Il Giudice di Pace di Bari, con tre diversi provvedimenti, ha ingiunto la Banca popolare di Bari a risarcire tre risparmiatori, pagando l’intero importo investito in azioni.

Si tratta dei primi decreti ingiuntivi che accolgono i ricorsi presentati dai risparmiatori dopo le decisioni favorevoli dell’Acf della Consob, l’arbitro per le controversie finanziarie, alle quali la banca non ha fino ad oggi dato seguito.

Per uno dei tre casi, il giudice ha anche disposto “l’esecuzione provvisoria del decreto in mancanza di pagamento immediato”. Le pronunce dell’Acf a favore dei risparmiatori della Popolare di Bari che negli ultimi anni hanno visto azzerato il valore delle proprie azioni, sono centinaia, almeno 250.

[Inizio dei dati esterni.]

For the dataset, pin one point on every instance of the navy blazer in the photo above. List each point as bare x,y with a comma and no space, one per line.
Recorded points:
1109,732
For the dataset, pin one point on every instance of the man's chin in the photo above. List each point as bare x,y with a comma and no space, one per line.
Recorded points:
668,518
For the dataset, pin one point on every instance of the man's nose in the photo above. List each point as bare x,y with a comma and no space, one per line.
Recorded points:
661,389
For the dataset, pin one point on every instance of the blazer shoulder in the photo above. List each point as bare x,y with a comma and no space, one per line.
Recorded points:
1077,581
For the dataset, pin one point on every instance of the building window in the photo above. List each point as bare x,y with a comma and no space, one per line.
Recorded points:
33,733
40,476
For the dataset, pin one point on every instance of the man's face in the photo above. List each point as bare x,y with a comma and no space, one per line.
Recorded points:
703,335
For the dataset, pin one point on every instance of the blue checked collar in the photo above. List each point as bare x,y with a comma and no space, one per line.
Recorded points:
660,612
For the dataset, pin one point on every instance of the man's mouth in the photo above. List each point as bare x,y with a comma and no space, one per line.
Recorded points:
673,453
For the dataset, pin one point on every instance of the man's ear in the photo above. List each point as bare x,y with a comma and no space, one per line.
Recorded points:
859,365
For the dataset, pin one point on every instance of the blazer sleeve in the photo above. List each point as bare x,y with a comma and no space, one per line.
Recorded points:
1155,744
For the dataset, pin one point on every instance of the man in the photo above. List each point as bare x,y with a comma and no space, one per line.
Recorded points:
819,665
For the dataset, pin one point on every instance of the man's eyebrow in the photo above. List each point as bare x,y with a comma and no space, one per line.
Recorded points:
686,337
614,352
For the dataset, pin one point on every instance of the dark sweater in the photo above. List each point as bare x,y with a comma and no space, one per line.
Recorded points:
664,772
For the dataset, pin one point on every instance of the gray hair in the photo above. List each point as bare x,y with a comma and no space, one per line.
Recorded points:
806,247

“Queste prime importanti decisioni del Giudice di Pace di Bari – spiega l’avvocato Domenico Romito dell’associazione Avvocati dei Consumatori che ha assistito i tre risparmiatori – dimostrano che è arrivato il momento per una riconciliazione con i clienti con un serio programma di risarcimenti. I tre provvedimenti trasformano infatti la prospettiva di tutti gli azionisti – continua il legale – perché fino ad oggi le pronunce dell’Acf erano lettera morta, nel senso che la banca non vi ottemperava. L’elemento di novità è che queste decisioni possono finalmente trasformarsi in risarcimenti in tempi estremamente rapidi. Pensiamo che rappresentino un varco notevole nel muro di cemento armato della banca”.